Hilang Karena Ganggang

Filed in Obat tradisional by on 02/05/2013 0 Comments
"Penyebab hipertiroid belum diketahui secarapasti.” ujar Dr dr Nyoman Kertia SpPD-KR

“Penyebab hipertiroid belum diketahui secara
pasti.” ujar Dr dr Nyoman Kertia SpPD-KR

Gondok Elmawati selama 6 bulan sembuh dengan ganggang.

Elmawati  tidak pernah mengira bisa menderita penyakit gondok. Penyakit akibat gangguan tiroid itu mulai mengganggunya pada pengujung 2010. Awalnya benjolan gondok tidak terlalu besar. “Kira-kira seukuran tomat ceri,” kata perempuan 26 tahun itu. Berikutnya benjolan di leher itu semakin membesar dan membuat Elmawati menjadi pusat perhatian teman dan rekan sekantornya. “Saya merasa sungkan dengan berbagai pertanyaan mereka,” ujar Elmawati.

Gondok menyebabkan Elmawati mudah kelelahan. Bobot tubuhnya pun melorot dari semula 60 kg menjadi 53 kg hanya dalam satu bulan. Kombinasi rasa lelah dan bobot tubuh yang turun itu membuat Elmawati sering kali tak sanggup menaiki anak tangga di kantornya. “Tangan saya sampai gemetaran,” ujar Elmawati yang  tidak merasakan nyeri akibat gondok itu.
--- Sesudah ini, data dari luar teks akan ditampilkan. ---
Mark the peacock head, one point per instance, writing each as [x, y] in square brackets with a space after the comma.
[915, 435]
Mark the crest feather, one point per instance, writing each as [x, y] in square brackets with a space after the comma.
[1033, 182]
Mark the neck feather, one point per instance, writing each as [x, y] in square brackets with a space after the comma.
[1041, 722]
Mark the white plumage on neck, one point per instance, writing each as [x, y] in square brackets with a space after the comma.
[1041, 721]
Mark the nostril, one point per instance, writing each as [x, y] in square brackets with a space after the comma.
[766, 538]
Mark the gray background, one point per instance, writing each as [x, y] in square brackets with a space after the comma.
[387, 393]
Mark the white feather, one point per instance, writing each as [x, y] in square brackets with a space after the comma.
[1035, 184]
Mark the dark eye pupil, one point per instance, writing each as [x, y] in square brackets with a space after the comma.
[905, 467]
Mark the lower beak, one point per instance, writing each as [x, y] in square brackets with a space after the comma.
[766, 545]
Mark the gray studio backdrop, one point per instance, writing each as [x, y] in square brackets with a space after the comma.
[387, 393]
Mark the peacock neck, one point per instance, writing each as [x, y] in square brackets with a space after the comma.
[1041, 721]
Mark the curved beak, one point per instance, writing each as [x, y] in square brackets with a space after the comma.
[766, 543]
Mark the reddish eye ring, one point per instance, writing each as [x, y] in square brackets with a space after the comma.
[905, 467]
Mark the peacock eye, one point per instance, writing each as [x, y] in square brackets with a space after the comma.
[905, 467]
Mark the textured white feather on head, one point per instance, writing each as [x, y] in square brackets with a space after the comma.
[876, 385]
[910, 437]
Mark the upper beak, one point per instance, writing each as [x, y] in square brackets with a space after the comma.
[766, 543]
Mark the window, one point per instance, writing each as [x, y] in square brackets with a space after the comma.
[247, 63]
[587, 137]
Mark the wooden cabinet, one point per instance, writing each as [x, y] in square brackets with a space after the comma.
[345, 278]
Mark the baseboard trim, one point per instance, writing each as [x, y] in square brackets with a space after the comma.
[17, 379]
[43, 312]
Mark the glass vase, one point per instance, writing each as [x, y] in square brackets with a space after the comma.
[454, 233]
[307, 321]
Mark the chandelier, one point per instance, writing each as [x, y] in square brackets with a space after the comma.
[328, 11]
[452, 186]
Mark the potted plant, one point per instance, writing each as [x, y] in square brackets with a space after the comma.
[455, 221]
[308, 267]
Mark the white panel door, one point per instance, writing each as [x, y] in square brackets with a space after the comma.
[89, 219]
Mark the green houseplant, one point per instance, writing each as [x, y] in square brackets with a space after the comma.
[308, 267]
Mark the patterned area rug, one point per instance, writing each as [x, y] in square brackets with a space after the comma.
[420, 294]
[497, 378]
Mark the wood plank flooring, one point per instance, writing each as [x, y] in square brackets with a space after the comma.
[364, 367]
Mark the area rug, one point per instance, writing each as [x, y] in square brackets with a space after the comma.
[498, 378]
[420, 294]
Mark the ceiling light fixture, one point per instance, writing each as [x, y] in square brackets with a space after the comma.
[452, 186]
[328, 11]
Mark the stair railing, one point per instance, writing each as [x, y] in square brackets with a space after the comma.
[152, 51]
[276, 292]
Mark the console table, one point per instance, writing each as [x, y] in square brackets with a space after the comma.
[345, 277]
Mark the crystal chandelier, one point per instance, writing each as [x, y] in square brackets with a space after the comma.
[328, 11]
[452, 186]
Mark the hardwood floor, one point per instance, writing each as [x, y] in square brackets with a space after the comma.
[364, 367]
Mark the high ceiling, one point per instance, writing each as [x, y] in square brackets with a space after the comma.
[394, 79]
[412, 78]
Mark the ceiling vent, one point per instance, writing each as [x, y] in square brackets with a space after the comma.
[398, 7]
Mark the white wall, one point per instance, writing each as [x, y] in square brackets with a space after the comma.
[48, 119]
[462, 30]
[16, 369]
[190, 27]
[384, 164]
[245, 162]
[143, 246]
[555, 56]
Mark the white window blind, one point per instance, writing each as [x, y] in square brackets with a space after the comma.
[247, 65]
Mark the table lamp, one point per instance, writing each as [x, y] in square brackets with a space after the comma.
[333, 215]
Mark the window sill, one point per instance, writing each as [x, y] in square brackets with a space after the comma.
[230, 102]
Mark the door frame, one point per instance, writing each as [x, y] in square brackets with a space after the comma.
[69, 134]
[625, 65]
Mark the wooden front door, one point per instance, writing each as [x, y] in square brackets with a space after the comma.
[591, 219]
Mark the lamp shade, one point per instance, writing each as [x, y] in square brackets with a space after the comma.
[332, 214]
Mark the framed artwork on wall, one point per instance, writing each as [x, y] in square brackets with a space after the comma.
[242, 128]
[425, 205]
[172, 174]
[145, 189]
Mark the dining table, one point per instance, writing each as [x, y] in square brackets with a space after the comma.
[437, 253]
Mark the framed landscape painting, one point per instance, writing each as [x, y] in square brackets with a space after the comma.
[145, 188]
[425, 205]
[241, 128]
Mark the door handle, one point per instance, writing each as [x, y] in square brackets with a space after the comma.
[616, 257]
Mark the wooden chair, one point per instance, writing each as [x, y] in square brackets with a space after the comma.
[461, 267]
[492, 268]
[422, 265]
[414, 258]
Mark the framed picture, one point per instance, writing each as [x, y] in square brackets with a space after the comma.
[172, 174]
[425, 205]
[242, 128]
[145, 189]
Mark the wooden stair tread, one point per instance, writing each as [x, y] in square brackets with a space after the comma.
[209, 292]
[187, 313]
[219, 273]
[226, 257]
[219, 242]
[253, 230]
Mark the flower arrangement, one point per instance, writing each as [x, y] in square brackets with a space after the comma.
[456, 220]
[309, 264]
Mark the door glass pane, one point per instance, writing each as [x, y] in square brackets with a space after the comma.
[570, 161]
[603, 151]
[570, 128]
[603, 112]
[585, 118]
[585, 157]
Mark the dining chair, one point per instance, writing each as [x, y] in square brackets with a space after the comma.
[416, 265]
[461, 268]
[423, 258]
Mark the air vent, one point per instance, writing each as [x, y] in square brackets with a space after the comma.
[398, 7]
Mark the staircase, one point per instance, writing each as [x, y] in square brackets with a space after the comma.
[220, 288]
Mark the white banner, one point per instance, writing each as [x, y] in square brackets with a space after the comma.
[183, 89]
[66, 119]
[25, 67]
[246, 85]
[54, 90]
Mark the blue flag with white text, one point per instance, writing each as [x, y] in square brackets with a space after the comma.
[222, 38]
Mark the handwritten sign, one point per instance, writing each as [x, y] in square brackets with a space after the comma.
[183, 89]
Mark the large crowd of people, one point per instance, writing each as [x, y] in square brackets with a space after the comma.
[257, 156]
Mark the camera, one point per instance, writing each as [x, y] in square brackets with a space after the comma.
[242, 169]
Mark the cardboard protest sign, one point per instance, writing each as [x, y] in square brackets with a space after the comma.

Perempuan  yang  berdomisili di Pangkalanbaru, Pangkalpinang, Provinsi Bangka Belitung itu, sudah dua kali memeriksakan penyakitnya pada dokter. Namun, tak banyak perubahan berarti. Padahal, Elmawati sampai berobat ke sebuah rumahsakit di negeri jiran, Malaysia. Khawatir terjangkit tumor, ia  memeriksakan  diri ke sebuah rumahsakit di Jakarta dan menjalani uji laboratorium. Hasilnya, dokter menyebutkan ia mengalami hipertiroid.

Hipertiroid

Elmawati, konsumsi cryptomonadalesmenyembuhkan hipertiroid serta membantumendapatkan bobot tubuh ideal

Elmawati, konsumsi cryptomonadales menyembuhkan hipertiroid serta membantu mendapatkan bobot tubuh ideal

Menurut Dr dr Nyoman Kertia SpPD-KR dari RSUD dr Sardjito, Yogyakarta, hipertiroid terjadi karena kelenjar tiroid memproduksi hormon di atas batas normal  yaitu 0,4-4,5 mIU/l. Akibat produksi hormon tiroksin yang berlebih itu menyebabkan  peningkatan laju metabolisme di dalam tubuh. “Fungsi  hormon tiroksin yang dihasilkan kelenjar gondok atau tiroid ialah mengatur metabolisme di tubuh. Apabila jumlahnya berlebih menyebabkan proses metabolisme meningkat,” ujar  Nyoman.  Belum diketahui secara pasti penyebab gangguan hipertiroid itu.

Menurut Frederik S. Woworuntu MSc HH, dari Rumahsehat di Desa Warukapas Tateli, Kabupaten Minahasa Utara, Provinsi Sulawesi Utara, pembengkakan di kelenjar tiroid pada penderita hipertiroid bisa terjadi karena peradangan atau inflamasi.  “Inflamasi pada kelenjar tiroid bisa berbeda gejalanya,  ada yang disertai rasa nyeri dan tanpa nyeri,” kata Frederik. Gejala yang tampak seperti gelisah, susah tidur, penurunan bobot badan, peningkatan suhu tubuh, produksi keringat berlebih, dan tangan gemetar. Gejala lainnya seperti jantung berdebar, badan lemah, kekuatan otot menurun, dan kondisi mata melotot. “Tidak selamanya gangguan  hipertiroid ditandai dengan timbulnya benjolan di sekitar leher tapi orang yang terlihat normal bisa saja mengalami gangguan ini,” ujar Nyoman.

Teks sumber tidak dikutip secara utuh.